Saunier, Chávez, Ismaily
Solar Myth
1131 S Broad St.
Philadelphia
Jan. 8th, 2026

It’s a special thing to witness relatively new musical connections develop in real time, especially in the jazz, improvisational and experimental music spaces where collaborations are often inherently fleeting. The most beguiling and inspiring musicians are likely to turn up over and over, again and again, in different contexts and circumstances, following their curiosity. The Solar Myth stage last night summoned three unique players for an excursion into the unknown: the great drummer/producer/polymath Greg Saunier, best known for playing the kit with the long-running noise-pop band Deerhoof; Maria Chávez, an avant-garde turntablist and author of the influential Of Technique: Chance Procedures on Turntable; and Shahzad Ismaily, a multi-instrumentalist, producer and improviser known for wide-ranging collaborations.

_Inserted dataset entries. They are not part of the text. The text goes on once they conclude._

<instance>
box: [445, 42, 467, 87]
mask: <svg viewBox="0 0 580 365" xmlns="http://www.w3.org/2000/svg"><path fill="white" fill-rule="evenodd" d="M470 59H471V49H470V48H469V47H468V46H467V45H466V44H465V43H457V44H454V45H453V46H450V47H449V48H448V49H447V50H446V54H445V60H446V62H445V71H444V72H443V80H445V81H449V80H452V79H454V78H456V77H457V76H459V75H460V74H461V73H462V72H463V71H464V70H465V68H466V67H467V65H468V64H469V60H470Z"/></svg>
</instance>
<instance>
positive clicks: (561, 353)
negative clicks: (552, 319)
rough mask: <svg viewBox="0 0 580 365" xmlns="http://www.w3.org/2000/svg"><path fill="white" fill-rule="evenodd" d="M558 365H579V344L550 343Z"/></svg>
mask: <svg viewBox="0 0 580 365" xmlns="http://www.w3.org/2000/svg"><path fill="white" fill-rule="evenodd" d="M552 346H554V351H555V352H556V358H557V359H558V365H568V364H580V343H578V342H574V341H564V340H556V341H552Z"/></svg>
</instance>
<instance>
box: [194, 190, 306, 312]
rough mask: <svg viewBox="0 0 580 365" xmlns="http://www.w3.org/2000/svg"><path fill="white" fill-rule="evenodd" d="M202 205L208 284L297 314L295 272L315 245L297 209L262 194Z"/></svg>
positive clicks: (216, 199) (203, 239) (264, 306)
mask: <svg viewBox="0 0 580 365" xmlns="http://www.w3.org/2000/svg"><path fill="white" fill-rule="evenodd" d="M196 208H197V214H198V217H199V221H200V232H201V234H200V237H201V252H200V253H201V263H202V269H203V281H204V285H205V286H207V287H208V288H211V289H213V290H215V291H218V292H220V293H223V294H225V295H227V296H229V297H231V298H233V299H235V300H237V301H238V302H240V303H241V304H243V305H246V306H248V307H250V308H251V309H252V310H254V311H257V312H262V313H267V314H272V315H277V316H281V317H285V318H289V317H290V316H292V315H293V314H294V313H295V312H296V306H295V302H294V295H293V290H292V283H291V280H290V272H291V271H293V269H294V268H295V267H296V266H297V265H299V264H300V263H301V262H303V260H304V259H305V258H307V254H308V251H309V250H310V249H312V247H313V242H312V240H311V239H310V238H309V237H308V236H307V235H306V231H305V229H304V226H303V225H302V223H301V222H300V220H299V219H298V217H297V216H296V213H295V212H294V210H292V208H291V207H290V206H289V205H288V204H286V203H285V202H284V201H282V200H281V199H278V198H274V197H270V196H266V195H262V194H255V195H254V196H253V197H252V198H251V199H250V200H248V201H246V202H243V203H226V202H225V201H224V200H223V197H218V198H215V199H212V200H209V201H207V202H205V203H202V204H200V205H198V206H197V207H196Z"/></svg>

Once the crowd was fully seated, the trio took turns taking the stage, reminding me of the act of cooking. Saunier was the base, sauntering lithely to his position behind the kit and proceeding to play alone for about ten minutes, exploring jagged rhythms with only the kick, snare, rim and high-hat, sometimes sounding like a stream of tangentially related, highly converted turntable breaks, toeing the line between free improvisation and rhythmic order. Chavez took the stage next and elicited audible murmurs and “whoa"'s as she initially produced, from her stock of records, pieces of broken vinyl, sharp corners rather than the expected smooth circles. Far from the stuff of traditional scratching and mixing, she was often exploring the more music-concrete aspects of the technology – hiss and static, needle stabs, rubbing and noise and aleatory sounds and textures. She and Saunier worked up a responsive blend.
It was Ismaily’s introduction, later, on the electric bass, that really got everything cooking together substantially; to my surprise and delight, in their quiet, slow and methodically thoughtful way, they became sort of the controlling agent of the group, grounding everything with motivic and intriguing energy, particularly in the early going with a slow, long, harmonically-unsettled line, notes often swelling in, ringing through the room. In many ways the least animated and most mysterious presence on the stage, Ismaily was particularly meditative – in no way a default, as I’ve seen them work up a terrible racket with Ceramic Dog, their band with Marc Ribot and Ches Smith – and they played as if gently wringing developed compositions out of the ether, giving Saunier's and Chavez’s explorations a little extra sizzle. The highlight for me was when Ismaily switched to banjo for a plaintive modal section, a lament deftly obscured, haunting and haunted by sputtering turntable noise and soft flickers of rhythm. (Full disclosure, they borrowed my banjo for the set.)
When they’d concluded and taken their bow, Chávez took to the mic to explain the genesis of their collaboration: “Somehow one day I got an email from [Shahzad] saying, ‘I need to talk to you.’ So we spoke on the phone and he said, ‘I want to collaborate with you,’ and I was like, ‘Whoa, that would be amazing! Yes, of course!’ And then a few weeks later Greg and I met for the first time at Big Ears, when I was playing with my trio with Evicshen and Mariam Rezaei, our turntable trio... and we ended up hanging out the next day walking around Knoxville looking for our food vouchers [laughs] and just really got along, and then when I left in the plane it all just kind of came together, like, ‘I think all three of us should play,’ and now it’s become this band. This is our third time playing together – first show was in New York, we played last night in D.C. at Rhizome and it was so special, and now tonight with you guys... ideally, this is going to evolve into something more, but for right now, we’re incubating and figuring it out, and it’s such an honor. Thank you guys for sitting here and listening to us!” It was a great way to kick off the year at Solar Myth, a testament to the joy of the new, and hopefully a sign of things to come: if only the year ahead could be ultimately remembered in terms of budding, fruitful collaborative energy, building bridges, nullifying perceived divides, revealing hidden possibilities.